Mr McKillen has a deal with the Qatari family if Justice David Richards’ ruling goes his way, whereby the hotel’s ownership would be spilt 50-50 between the parties.

Barristers for the Barclays had argued that a member of the Qatari royal family should have been called to give evidence of their involvement with the hotel group.

But Philip Marshall QC, acting for Mr McKillen, yesterday said that was a particularly “surprising submission”.

He said: “We are dealing with people who are involved in government, Sheikh Hamad is the prime minister of Qatar and Sheikh Jassim is his son.

“It is one thing to give financial assistance in an investment but quite another thing to have them come to court. It is a surprising submission.”

In his final submission in the two-month long trial Mr Marshall told the court that financier Derek Quinlan was an “incredible witness”.

The former tax inspector at one point owed more than €2 billion to the Irish “bad bank” Nama.

He told the court it was an “incredible” suggestion that Mr Quinlan was acting in the interest of his creditors in 2010 when he sought millions in brokerage fees when attempting to sell his shares in Coroin and the entire the Maybourne Hotel Group.

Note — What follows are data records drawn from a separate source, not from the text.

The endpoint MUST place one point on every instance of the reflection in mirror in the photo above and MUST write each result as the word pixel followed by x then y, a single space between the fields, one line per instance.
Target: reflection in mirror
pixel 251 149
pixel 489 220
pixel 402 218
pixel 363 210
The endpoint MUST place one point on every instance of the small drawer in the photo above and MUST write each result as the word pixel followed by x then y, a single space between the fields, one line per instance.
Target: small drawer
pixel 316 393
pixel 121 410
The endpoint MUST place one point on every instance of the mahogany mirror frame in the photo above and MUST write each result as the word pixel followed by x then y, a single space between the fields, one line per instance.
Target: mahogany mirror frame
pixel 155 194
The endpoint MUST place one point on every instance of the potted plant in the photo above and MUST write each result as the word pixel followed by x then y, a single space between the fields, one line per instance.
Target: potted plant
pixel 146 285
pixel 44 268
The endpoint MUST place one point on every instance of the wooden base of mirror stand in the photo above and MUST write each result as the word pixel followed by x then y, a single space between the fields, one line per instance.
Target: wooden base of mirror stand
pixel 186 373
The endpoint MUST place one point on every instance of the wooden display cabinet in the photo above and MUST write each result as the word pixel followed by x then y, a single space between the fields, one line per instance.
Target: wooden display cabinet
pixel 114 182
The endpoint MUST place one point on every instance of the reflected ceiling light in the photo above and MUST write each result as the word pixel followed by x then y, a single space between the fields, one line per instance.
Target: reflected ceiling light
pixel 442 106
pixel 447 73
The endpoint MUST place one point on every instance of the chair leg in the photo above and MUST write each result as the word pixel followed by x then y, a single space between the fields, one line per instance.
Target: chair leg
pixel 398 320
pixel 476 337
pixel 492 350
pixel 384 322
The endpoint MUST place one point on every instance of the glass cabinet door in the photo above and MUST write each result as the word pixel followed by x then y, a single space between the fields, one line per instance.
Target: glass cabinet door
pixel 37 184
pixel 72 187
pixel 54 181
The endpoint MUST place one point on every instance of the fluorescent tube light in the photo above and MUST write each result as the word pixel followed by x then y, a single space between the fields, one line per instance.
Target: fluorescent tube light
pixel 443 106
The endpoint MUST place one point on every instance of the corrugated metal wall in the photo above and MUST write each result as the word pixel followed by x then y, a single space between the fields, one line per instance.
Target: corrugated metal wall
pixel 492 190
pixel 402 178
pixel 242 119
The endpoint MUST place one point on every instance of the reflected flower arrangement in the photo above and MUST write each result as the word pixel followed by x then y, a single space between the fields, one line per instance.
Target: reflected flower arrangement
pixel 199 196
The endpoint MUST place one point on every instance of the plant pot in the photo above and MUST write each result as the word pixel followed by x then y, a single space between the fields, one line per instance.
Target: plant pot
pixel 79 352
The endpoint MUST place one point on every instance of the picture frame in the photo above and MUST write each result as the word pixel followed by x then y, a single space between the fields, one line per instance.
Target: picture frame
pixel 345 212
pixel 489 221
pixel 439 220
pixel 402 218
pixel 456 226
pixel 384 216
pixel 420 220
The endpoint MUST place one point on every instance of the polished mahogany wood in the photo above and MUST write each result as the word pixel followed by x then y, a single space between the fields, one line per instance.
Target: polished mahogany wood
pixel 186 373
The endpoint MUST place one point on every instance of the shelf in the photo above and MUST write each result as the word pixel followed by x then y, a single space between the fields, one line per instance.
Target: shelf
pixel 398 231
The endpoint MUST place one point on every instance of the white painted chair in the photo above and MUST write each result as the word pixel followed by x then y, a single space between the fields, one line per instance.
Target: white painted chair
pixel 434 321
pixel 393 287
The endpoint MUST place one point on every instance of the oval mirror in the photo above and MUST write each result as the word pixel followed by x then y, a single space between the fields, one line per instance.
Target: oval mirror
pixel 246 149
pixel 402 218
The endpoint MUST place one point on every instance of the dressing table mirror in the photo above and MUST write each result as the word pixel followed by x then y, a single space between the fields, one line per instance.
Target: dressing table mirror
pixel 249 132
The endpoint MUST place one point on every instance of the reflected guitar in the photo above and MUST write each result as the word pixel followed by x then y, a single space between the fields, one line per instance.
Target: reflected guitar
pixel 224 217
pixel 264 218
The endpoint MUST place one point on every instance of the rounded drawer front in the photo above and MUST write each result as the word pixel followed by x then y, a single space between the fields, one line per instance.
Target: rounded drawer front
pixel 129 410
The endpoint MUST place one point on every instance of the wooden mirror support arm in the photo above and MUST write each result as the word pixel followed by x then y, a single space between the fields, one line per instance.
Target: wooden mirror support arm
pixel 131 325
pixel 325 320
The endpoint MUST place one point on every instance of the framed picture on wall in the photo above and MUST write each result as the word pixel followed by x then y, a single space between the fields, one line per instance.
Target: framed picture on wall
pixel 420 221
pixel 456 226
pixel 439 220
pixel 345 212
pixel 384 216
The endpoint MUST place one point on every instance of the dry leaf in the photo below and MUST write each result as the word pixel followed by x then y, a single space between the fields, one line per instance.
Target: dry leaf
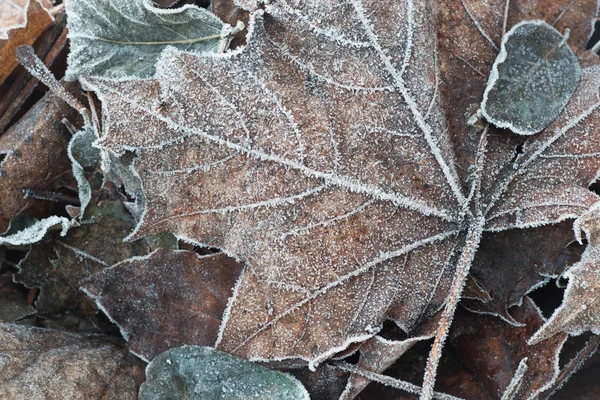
pixel 59 265
pixel 46 364
pixel 33 155
pixel 166 299
pixel 580 310
pixel 26 31
pixel 492 351
pixel 331 172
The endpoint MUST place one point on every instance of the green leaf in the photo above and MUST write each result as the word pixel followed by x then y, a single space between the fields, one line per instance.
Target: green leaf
pixel 203 373
pixel 532 80
pixel 114 38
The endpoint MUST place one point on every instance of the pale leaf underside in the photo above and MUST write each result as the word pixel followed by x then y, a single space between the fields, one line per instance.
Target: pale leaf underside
pixel 319 155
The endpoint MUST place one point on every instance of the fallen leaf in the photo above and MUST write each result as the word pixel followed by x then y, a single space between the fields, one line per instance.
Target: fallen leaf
pixel 203 373
pixel 125 38
pixel 330 173
pixel 580 310
pixel 166 299
pixel 13 300
pixel 493 352
pixel 25 32
pixel 532 79
pixel 33 155
pixel 47 364
pixel 59 265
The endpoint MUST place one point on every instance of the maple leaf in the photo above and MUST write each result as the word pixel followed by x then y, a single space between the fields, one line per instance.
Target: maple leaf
pixel 325 163
pixel 49 364
pixel 580 310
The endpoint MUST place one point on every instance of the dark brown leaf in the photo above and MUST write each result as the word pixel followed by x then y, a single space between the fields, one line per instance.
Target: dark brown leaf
pixel 58 265
pixel 166 299
pixel 492 351
pixel 46 364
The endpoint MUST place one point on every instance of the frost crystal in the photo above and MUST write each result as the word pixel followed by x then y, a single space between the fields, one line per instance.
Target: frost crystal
pixel 532 80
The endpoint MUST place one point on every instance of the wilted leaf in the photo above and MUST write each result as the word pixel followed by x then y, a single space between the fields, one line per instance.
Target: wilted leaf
pixel 532 79
pixel 13 302
pixel 202 373
pixel 33 155
pixel 580 310
pixel 166 299
pixel 27 30
pixel 331 173
pixel 512 263
pixel 117 38
pixel 58 265
pixel 46 364
pixel 493 351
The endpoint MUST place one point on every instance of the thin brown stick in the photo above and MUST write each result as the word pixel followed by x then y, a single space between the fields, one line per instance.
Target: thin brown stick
pixel 24 85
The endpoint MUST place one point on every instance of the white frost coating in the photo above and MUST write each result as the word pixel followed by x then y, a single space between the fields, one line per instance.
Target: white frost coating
pixel 514 386
pixel 449 171
pixel 342 181
pixel 36 232
pixel 382 257
pixel 494 76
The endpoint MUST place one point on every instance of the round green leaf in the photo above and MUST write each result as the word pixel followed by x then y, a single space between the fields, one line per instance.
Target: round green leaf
pixel 203 373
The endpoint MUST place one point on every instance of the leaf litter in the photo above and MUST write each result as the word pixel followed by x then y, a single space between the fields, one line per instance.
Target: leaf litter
pixel 334 174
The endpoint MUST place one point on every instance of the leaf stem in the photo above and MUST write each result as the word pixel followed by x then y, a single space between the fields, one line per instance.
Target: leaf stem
pixel 462 271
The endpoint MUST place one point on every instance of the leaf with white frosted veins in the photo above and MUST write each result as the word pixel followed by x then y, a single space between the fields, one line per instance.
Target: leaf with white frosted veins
pixel 532 80
pixel 114 38
pixel 203 373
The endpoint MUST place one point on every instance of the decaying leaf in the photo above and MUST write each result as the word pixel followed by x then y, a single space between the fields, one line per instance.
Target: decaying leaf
pixel 203 373
pixel 580 310
pixel 46 364
pixel 498 355
pixel 26 30
pixel 532 79
pixel 125 38
pixel 166 299
pixel 33 156
pixel 331 173
pixel 59 265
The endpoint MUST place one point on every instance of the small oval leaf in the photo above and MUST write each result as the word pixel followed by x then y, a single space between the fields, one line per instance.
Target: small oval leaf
pixel 203 373
pixel 532 79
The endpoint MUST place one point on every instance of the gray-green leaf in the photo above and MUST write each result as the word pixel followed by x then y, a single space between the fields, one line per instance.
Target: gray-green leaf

He said: “It is incredible to say that Derek Quinlan was acting in 2010/2011 in the interests of his creditors.”

He added: “We have the situation where Derek Quinlan is an incredible witness as is Gerry Murphy.”

Barristers from Nama will deliver an oral submission next Tuesday to answer Mr McKillen’s accusation that the transfer of Coroin’s £660 million debt to the Barclays was unlawful.

Justice Richards is expected to deliver his judgment on the case in the middle of next month or in early July.